Now, I talk through a lot of moral thought experiments and questions about how to deal with uncertainty.  And I try to make it easier for both sides to engage with the best arguments the other side has to offer and skip past some of the confusion.  Questioning from sharp commenters forced me to refine my ideas and keeps me honest.

Q: What are a few posts you recommend for a new visitor?

Leah: As you might expect, my “About” page is a good place to start, but you might also be interested in a summary of why I find religious apologetics unconvincing, some ranting about the way evolutionary psycology pushes the data beyond what they actually describe, and why I think blasphemy for the sake of upsetting people is bad strategy and bad ethics.

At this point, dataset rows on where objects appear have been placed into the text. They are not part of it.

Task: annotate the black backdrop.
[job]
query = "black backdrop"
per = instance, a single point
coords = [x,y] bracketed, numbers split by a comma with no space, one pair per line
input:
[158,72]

One kind of unique part of the blog is under my Ideological Turing Test tab. Last summer I ran a competition where atheists and Christians tried to see if they could imitate each other, which turned out to be a really fun way to check how good we were at imagining how the other side thinks.  Some of the ways people got caught as impostures were surprising!

Q: What kind of philosophy do you adhere to?

Leah: I’ve got a lot of Aristotelian sympathies (I’ve been told I have more than are good for an atheist).  The best word for what I am is probably ‘Virtue Ethicist.’  I think about moral choices not in terms of outcomes (consequentialism) or delineated rules (deontology), but in terms of whether the choice reflects the moral character of the person I ought to be.  Every selfish act doesn’t just harm someone else, it warps my spirit and builds up bad habits.

Q: What are some of your other interests that don’t make it onto the blog?

Leah: Err, well, I tend to subject my blog readers to a lot more costuming mockups and epidemiology factoids than you might expect.  I’m just out of college and I’ve been having fun finding new ways to learn and keep my mind sharp.  Currently, I’m taking ASL lessons and I’ve been learning programming through Udacity (http://www.udacity.com/).

Q: If you could timetravel forward 10-15 years, what social or political development would you be most excited to check in on?

Leah: I want to see how we end up treating online anonymity.  There have been a lot of attempts to set up reputation economies where your peers rate your trustworthiness, but none of them have worked very well.  (One one site, some users formed a protection racket that demanded money in exchange for not downvoting you en masse).  The online world is more and more enmeshed with the ‘real’ one, and we’re going to need to find ways to protect anonymous speech, but preserve accountability.

Q: What text do you wish served as the holy book for a widespread religion?

Leah: I feel like the easiest answer is Shakespeare, because there’s so much to draw on and this hypothetical religion would be better able to face new questions.  And using a corpus of plays would put really interesting questions about identity and authenticity right at the heart of their faith.